Coluna de Rogel Samuel
Rogel Samuel é Doutor em
Letras e Professor aposentado da Pós-Graduação da UFRJ. poeta, romancista,
cronista, webjornalista.
Blog pessoal:
http://literaturarogelsamuel.blogspot.com/
Nº 307
2ª quinzena de novembro de 2016
(atualização quinzenal, dias 10 e 25)
COMO CRIAR O PRAZER DE LER
Borges escreveu sobre a poesia, sobre o rio, sobre o tempo, o recordar, a perda de nós mesmos, a lembrança de antigos rostos que passaram, que se foram na vigília da velhisse, que sonha não sonhar, e teme a morte do esquecer, de perder o precioso sonho, dos símbolos dos dias dos anos, do transformar tudo na poética da música, do rumor shakespeariano no símbolo e na morte do ver o sonho, e decadência de ter o ocaso de um triste ouro... tal é a poesia, a sua poesia, a poesia que é imortal e pobre, a que retorna ao princípio e o ao fim, como aurora e como ocaso, pois às vezes pelas tardes aparece um certo rosto que nos contempla daquele fundo de passado, daquele fundo de espelho, sim, a arte deve ser como um espelho, como esse espelho que nos reflete e nos revela o nosso próprio esquecer...
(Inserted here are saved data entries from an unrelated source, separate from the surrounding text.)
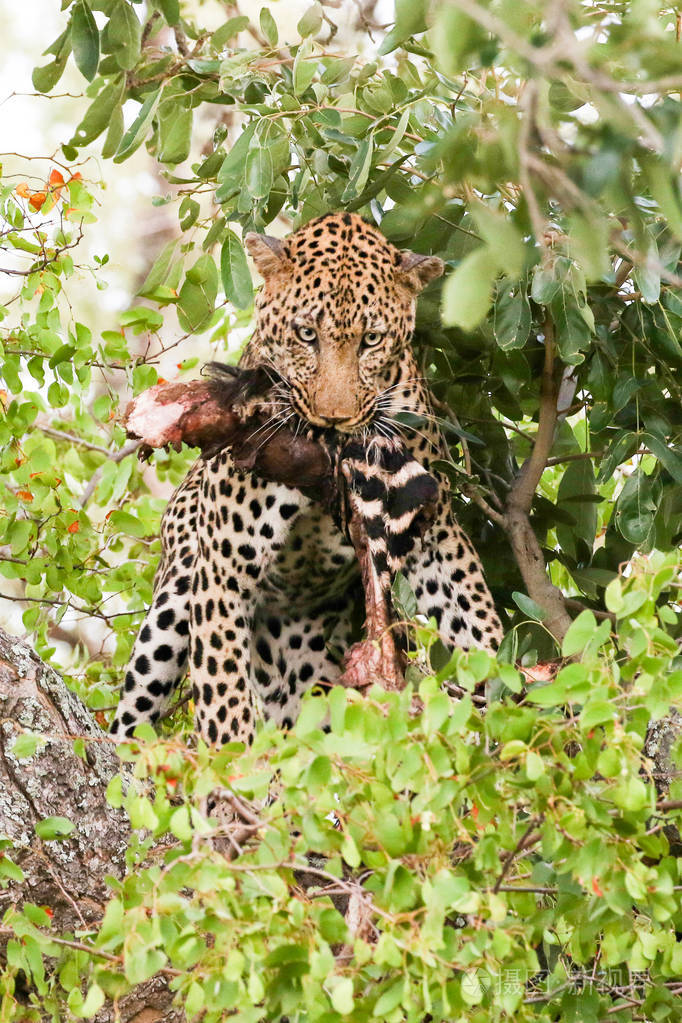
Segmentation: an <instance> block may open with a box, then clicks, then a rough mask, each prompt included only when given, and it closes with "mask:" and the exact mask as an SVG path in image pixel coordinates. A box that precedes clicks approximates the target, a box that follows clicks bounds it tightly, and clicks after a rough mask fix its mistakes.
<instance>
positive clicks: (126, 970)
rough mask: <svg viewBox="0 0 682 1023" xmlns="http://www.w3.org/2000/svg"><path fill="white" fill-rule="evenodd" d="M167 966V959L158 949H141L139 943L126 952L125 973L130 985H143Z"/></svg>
mask: <svg viewBox="0 0 682 1023" xmlns="http://www.w3.org/2000/svg"><path fill="white" fill-rule="evenodd" d="M165 966H166V957H165V955H164V953H163V952H162V951H161V949H158V948H150V947H149V946H142V947H140V945H139V943H138V944H136V945H133V946H131V948H130V951H128V950H127V951H126V958H125V964H124V971H125V974H126V980H127V981H128V982H129V983H130V984H141V983H142V982H143V981H145V980H148V979H149V977H153V975H154V974H155V973H158V971H160V970H162V969H163V968H164V967H165Z"/></svg>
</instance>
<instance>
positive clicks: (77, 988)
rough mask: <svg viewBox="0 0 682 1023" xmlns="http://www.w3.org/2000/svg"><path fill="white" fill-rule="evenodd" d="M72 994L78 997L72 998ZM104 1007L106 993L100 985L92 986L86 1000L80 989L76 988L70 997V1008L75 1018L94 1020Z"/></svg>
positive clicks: (79, 988)
mask: <svg viewBox="0 0 682 1023" xmlns="http://www.w3.org/2000/svg"><path fill="white" fill-rule="evenodd" d="M72 994H75V995H76V997H75V998H72V996H71V995H72ZM103 1005H104V992H103V991H102V989H101V987H99V985H98V984H92V985H91V986H90V989H89V990H88V993H87V994H86V996H85V998H83V995H82V994H81V991H80V988H74V989H73V990H72V992H71V993H70V996H69V1008H70V1009H71V1011H72V1012H73V1014H74V1016H79V1017H81V1019H92V1017H93V1016H95V1015H96V1014H97V1013H98V1012H99V1010H100V1009H101V1008H102V1006H103Z"/></svg>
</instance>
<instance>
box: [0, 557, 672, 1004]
mask: <svg viewBox="0 0 682 1023" xmlns="http://www.w3.org/2000/svg"><path fill="white" fill-rule="evenodd" d="M678 572H679V561H678V559H677V558H675V557H674V555H668V557H664V555H662V554H655V555H654V557H653V558H652V559H651V560H650V562H649V564H648V565H646V566H644V564H640V565H639V566H638V568H637V571H636V572H635V573H634V574H633V576H632V577H631V578H630V579H629V580H627V581H621V580H617V581H616V583H612V584H611V585H610V586H609V589H608V604H609V607H610V608H611V609H612V610H613V614H615V615H616V616H617V618H618V621H619V627H618V632H617V636H616V637H613V638H612V637H611V636H610V634H609V633H610V623H609V622H605V623H602V625H600V626H599V627H597V625H596V622H595V620H594V617H593V615H592V613H591V612H589V611H586V612H584V613H583V615H581V616H580V617H579V618H578V619H577V620H576V622H575V623H574V625H573V627H572V629H571V631H570V632H569V634H567V635H566V638H565V640H564V654H566V655H570V654H572V653H573V652H574V651H577V650H580V651H582V657H581V660H580V661H574V662H572V663H569V664H566V665H565V666H564V667H562V668H561V670H560V671H559V672H558V674H557V675H556V677H555V678H554V679H553V680H552V681H550V682H549V683H546V682H544V681H539V682H535V683H532V684H531V685H530V686H529V687H528V692H527V693H526V695H525V696H524V697H519V695H518V694H519V693H520V690H521V677H520V675H519V673H518V672H517V671H516V670H515V669H514V668H512V667H510V666H508V665H501V664H497V663H496V662H495V660H494V659H492V658H491V657H489V655H487V654H485V653H483V652H480V651H478V652H471V653H468V654H467V653H463V652H461V651H459V652H456V653H455V654H454V655H453V657H452V659H451V660H450V661H449V663H448V664H447V665H446V666H445V667H444V668H443V670H442V671H441V672H440V673H438V674H437V675H431V676H429V677H427V678H423V679H422V680H421V681H420V682H419V683H418V698H419V702H418V703H417V704H416V705H415V703H414V702H413V693H414V690H413V688H412V686H410V687H409V688H408V690H406V691H405V692H404V693H401V694H387V693H384V692H383V691H381V690H378V688H375V690H373V691H372V692H371V693H370V694H369V696H368V697H367V698H363V697H360V696H358V695H357V694H355V693H354V692H353V691H346V690H343V688H334V690H332V691H331V692H330V693H328V694H320V693H317V694H311V695H310V696H309V697H308V698H307V699H306V700H305V702H304V707H303V711H302V714H301V716H300V718H299V720H298V722H297V724H295V726H294V728H293V730H292V731H291V732H290V733H288V735H284V733H282V732H281V731H278V730H276V729H275V728H273V727H271V726H267V727H265V728H264V729H263V730H262V731H261V732H260V733H259V737H258V739H257V742H256V744H255V746H254V748H253V749H252V750H251V751H248V753H245V754H244V753H241V752H240V747H239V746H238V745H237V744H235V745H234V746H226V747H223V749H222V750H221V751H220V753H219V754H218V755H216V754H215V753H211V751H209V750H208V749H207V748H206V747H203V746H202V745H201V744H199V745H198V747H197V748H196V749H195V750H190V749H188V748H187V746H186V745H185V744H184V743H183V742H182V741H179V740H178V739H177V738H176V739H174V740H160V739H156V738H155V737H154V736H153V731H152V730H151V729H150V728H149V729H148V732H147V731H145V733H144V735H143V736H141V740H143V742H141V743H139V744H138V743H136V742H133V743H131V744H130V745H129V746H127V747H125V748H124V759H126V760H129V761H131V762H132V764H133V765H134V779H132V780H131V777H130V775H129V774H127V773H125V772H124V773H123V774H122V775H117V776H115V777H113V779H112V781H111V783H110V784H109V789H108V798H109V801H110V802H111V804H112V805H113V806H124V807H125V808H126V810H127V812H128V814H129V816H130V820H131V822H132V826H133V828H134V829H135V839H134V841H133V844H132V846H131V850H130V853H129V858H130V868H131V870H130V873H129V875H128V877H127V878H126V880H125V881H123V883H118V882H112V888H113V892H112V896H111V899H110V901H109V903H108V905H107V907H106V911H105V914H104V918H103V920H102V922H101V924H100V925H99V927H98V928H96V929H93V930H91V931H90V932H81V933H80V934H79V935H78V947H77V949H76V950H74V949H73V948H71V947H69V945H67V944H66V945H65V946H64V945H59V944H58V943H57V942H55V941H54V940H53V939H54V935H53V934H52V933H50V930H49V918H48V916H47V915H46V914H45V913H44V910H43V909H42V908H41V907H39V906H37V905H25V906H24V908H22V909H21V910H20V911H19V910H18V909H17V910H10V911H9V913H8V915H7V916H6V918H5V925H6V926H8V927H9V928H11V930H12V932H13V935H14V936H13V937H12V938H11V939H10V941H9V945H8V948H7V955H8V964H9V966H8V970H7V971H6V973H5V976H4V985H5V990H6V991H7V992H11V991H12V989H13V983H14V978H15V977H16V976H17V974H18V972H19V971H22V972H24V974H25V975H26V977H28V978H30V979H31V981H32V983H33V985H35V987H34V992H35V993H34V995H33V999H32V1000H33V1002H34V1004H35V1005H36V1007H39V1006H42V1007H43V1008H44V1009H47V1010H48V1011H49V1010H54V1011H56V1007H58V1006H59V1005H60V1004H61V1003H63V1000H64V999H66V1000H67V1004H69V1008H70V1010H71V1012H72V1014H73V1015H74V1016H76V1017H91V1016H92V1015H94V1013H95V1012H96V1011H97V1010H98V1009H99V1008H100V1007H101V1005H102V1004H103V1000H104V998H105V997H111V998H112V997H116V996H117V995H121V994H122V993H123V992H124V991H126V990H127V989H128V988H129V987H130V986H132V985H135V984H137V983H140V982H141V981H143V980H145V979H147V978H149V977H151V976H152V975H154V974H155V973H157V972H162V973H163V974H165V975H166V977H167V978H168V979H169V982H170V984H171V986H172V988H174V989H175V990H176V991H177V997H178V999H179V1002H180V1003H181V1004H182V1005H183V1006H184V1008H185V1011H186V1013H187V1015H188V1017H189V1018H197V1019H198V1018H200V1019H202V1020H204V1021H207V1023H210V1021H212V1020H216V1021H218V1020H222V1019H226V1018H230V1019H232V1018H234V1019H236V1020H243V1021H246V1020H249V1021H257V1020H279V1019H281V1018H282V1017H286V1018H288V1019H295V1020H300V1021H304V1020H305V1021H325V1023H334V1021H340V1020H349V1021H365V1020H372V1019H379V1020H385V1021H389V1023H392V1021H395V1023H398V1021H402V1020H405V1021H414V1023H418V1021H421V1020H423V1019H424V1018H426V1016H428V1018H430V1019H433V1020H435V1021H439V1020H443V1021H446V1020H448V1021H451V1020H464V1019H466V1020H473V1021H479V1020H480V1021H482V1023H483V1021H486V1023H495V1021H498V1020H499V1021H503V1020H508V1019H510V1018H513V1019H514V1020H518V1021H531V1020H553V1019H561V1020H565V1019H580V1020H600V1019H604V1018H609V1019H610V1018H612V1017H613V1016H615V1018H616V1019H618V1020H623V1021H625V1020H630V1019H633V1018H634V1015H636V1017H637V1018H639V1019H642V1018H643V1019H671V1020H673V1019H676V1018H679V1012H680V1006H681V1000H680V991H679V987H680V985H679V976H680V969H681V968H682V942H681V941H680V938H679V932H680V930H681V929H682V928H681V925H682V913H681V910H680V904H679V898H678V895H677V893H678V892H679V890H680V887H681V882H682V877H681V871H680V859H679V858H677V857H676V855H675V852H676V851H677V853H679V845H678V846H677V847H674V848H673V849H671V846H670V844H669V838H668V836H669V835H670V834H671V832H670V831H669V830H668V826H670V825H671V824H672V822H673V821H676V820H677V821H679V819H680V815H681V813H682V811H681V809H680V807H682V800H681V799H680V796H681V795H682V787H681V786H682V783H681V782H680V781H679V780H678V781H675V782H674V783H673V786H672V788H671V791H670V793H669V794H668V795H667V797H665V798H662V797H661V796H660V794H658V793H657V791H656V786H655V784H654V780H653V779H652V776H651V761H650V759H648V750H647V745H646V737H647V729H648V725H649V719H650V718H653V719H658V718H661V716H662V715H664V714H665V713H666V712H667V711H668V709H669V706H670V703H671V702H672V701H674V700H677V699H679V697H680V695H681V694H682V671H680V669H679V667H676V664H677V663H678V662H679V655H678V651H677V644H676V643H675V642H673V641H672V640H671V638H670V635H669V633H668V631H667V627H666V623H667V620H668V619H669V618H670V615H671V610H670V602H671V598H673V599H674V595H675V594H674V591H672V590H671V583H672V581H673V579H674V578H675V576H676V574H677V573H678ZM656 612H657V613H656ZM658 616H661V617H658ZM604 625H605V627H604ZM417 638H418V639H419V640H420V641H421V643H426V644H428V643H429V642H431V641H433V633H430V631H429V630H428V629H425V628H424V629H421V630H419V633H418V636H417ZM483 679H487V680H488V681H487V683H486V690H487V697H488V706H487V707H486V706H485V704H486V700H484V698H483V697H482V695H481V690H480V686H479V683H480V682H481V681H482V680H483ZM453 695H456V696H457V699H455V700H453V699H452V696H453ZM325 720H328V722H329V728H328V730H326V731H322V730H320V726H321V724H322V723H323V722H324V721H325ZM144 729H146V726H143V729H142V730H144ZM217 788H220V789H222V790H224V791H227V792H228V793H229V794H230V798H231V799H233V800H236V801H237V805H238V806H240V807H242V808H243V807H244V806H246V808H247V809H246V813H247V814H248V816H249V820H252V821H253V822H252V824H251V825H249V826H248V827H246V828H245V829H244V834H243V835H242V836H241V837H240V838H239V839H238V842H239V843H240V844H238V845H236V846H235V848H234V849H233V850H232V855H229V854H225V852H221V851H219V850H218V849H217V848H216V847H215V846H214V844H213V842H212V839H214V838H215V837H216V836H217V835H218V834H220V829H219V828H217V825H216V822H215V821H212V820H208V819H207V818H206V816H204V814H203V813H202V812H201V809H200V807H201V806H202V805H203V802H202V801H203V800H204V798H206V796H207V795H208V794H209V793H211V792H213V791H215V790H216V789H217ZM268 793H276V798H275V799H274V800H272V801H271V802H270V803H266V800H267V797H268ZM258 807H261V808H260V809H258ZM62 821H63V818H58V817H57V818H53V819H52V820H51V821H43V825H44V826H46V828H45V832H44V833H43V831H41V834H40V836H39V837H42V838H43V839H49V838H54V837H55V836H60V835H63V834H65V832H64V831H63V830H61V827H62ZM57 825H58V826H59V827H56V826H57ZM41 827H42V826H41ZM160 841H161V842H164V843H165V844H164V845H162V846H160V847H156V848H155V850H154V844H155V843H156V842H160ZM235 841H236V840H235ZM349 899H351V900H354V909H353V910H352V911H351V910H348V911H346V916H344V910H346V909H347V906H348V902H349ZM66 940H69V936H67V937H66ZM88 946H89V947H91V948H92V952H91V953H88V951H87V948H88ZM84 949H85V950H84ZM48 959H50V960H52V961H53V965H54V961H56V968H50V969H48V964H47V960H48ZM605 1013H609V1014H610V1015H608V1016H607V1017H606V1016H605V1015H604V1014H605ZM633 1014H634V1015H633ZM20 1018H21V1019H25V1020H30V1019H34V1018H35V1019H38V1015H36V1013H35V1012H34V1011H32V1010H30V1009H27V1008H25V1009H24V1010H22V1015H21V1017H20Z"/></svg>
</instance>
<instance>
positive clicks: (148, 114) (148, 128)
mask: <svg viewBox="0 0 682 1023" xmlns="http://www.w3.org/2000/svg"><path fill="white" fill-rule="evenodd" d="M133 16H134V15H133ZM160 99H161V89H156V91H155V92H152V93H150V94H149V95H148V96H147V98H146V99H145V100H144V102H143V103H142V105H141V107H140V109H139V112H138V115H137V117H136V118H135V120H134V121H133V123H132V125H131V126H130V128H129V129H128V131H127V132H126V134H125V135H124V136H123V138H122V139H121V144H120V145H119V148H118V150H117V153H116V155H115V158H113V163H115V164H122V163H123V161H124V160H128V158H129V157H130V155H132V154H133V152H135V150H136V149H139V147H140V146H141V145H142V142H143V141H144V139H145V137H146V134H147V132H148V130H149V128H150V127H151V122H152V121H153V119H154V115H155V113H156V107H157V105H158V100H160Z"/></svg>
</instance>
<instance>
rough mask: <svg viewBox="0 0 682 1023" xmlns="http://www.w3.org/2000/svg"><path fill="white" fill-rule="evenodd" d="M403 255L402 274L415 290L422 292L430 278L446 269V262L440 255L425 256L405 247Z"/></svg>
mask: <svg viewBox="0 0 682 1023" xmlns="http://www.w3.org/2000/svg"><path fill="white" fill-rule="evenodd" d="M401 256H402V261H401V264H400V272H401V275H402V276H403V279H404V281H405V283H406V284H407V285H408V286H409V287H411V288H412V291H414V292H420V291H421V290H422V288H423V287H425V286H426V284H427V283H428V282H429V281H430V280H434V279H435V278H436V277H440V276H441V275H442V273H443V271H444V270H445V263H444V262H443V260H442V259H440V258H439V257H438V256H423V255H422V254H421V253H413V252H411V251H410V250H409V249H403V251H402V253H401Z"/></svg>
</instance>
E diz mais Borges que o que significa chorar diante de Ítaca é por ver “verde e humilde”, como simples volta à casa paterna do poetar, da recordação do passado literário, “a arte é essa Ítaca de verde eternidade, sem prodígios”, o que passa, o que fica, o inconstante que é o mesmo sendo outro, o que se reescreve, ou copia, ou recria, o rio interminável do recomeçar, do recopiar do fitar o rio, feito de símbolos do passado, do passado da poética desde Ulisses, de que é feito do tecido de Penélope, que passa e se refaz e é um cristal onde na literatura nos vemos e nos perdemos, onde a morte é nosso sonho, e a vida o medo de sonhar, o passageiro das sombras, o inconstante do tempo, o interminável inconstante do tempo, de ver no ocaso um triste ouro, ouro do choro do amor ao divisar sua Ítaca, pois a poesia passa e fica no cristal de si mesma que é Heráclito inconstante ou o igual que é o outro daquele rio interminável...
Arte Poetica
Mirar el río hecho de tiempo y agua
y recordar que el tiempo es otro río,
saber que nos perdemos como el río
y que los rostros pasan como el agua.
Sentir que la vigilia es otro sueño
que sueña no soñar y que la muerte
que teme nuestra carne es esa muerte
de cada noche, que se llama sueño.
Ver en el día o en el año un símbolo
de los días del hombre y de sus años,
convertir el ultraje de los años
en una música, un rumor y un símbolo,
ver en la muerte el sueño, en el ocaso
un triste oro, tal es la poesía
que es inmortal y pobre. La poesía
vuelve como la aurora y el ocaso.
A veces en las tardes una cara
nos mira desde el fondo de un espejo;
el arte debe ser como ese espejo
que nos revela nuestra propia cara.
Cuentan que Ulises, harto de prodigios,
lloró de amor al divisar su Itaca
verde y humilde. El arte es esa Itaca
de verde eternidad, no de prodigios.
También es como el río interminable
que pasa y queda y es cristal de un mismo
Heráclito inconstante, que es el mismo
y es otro, como el río interminable.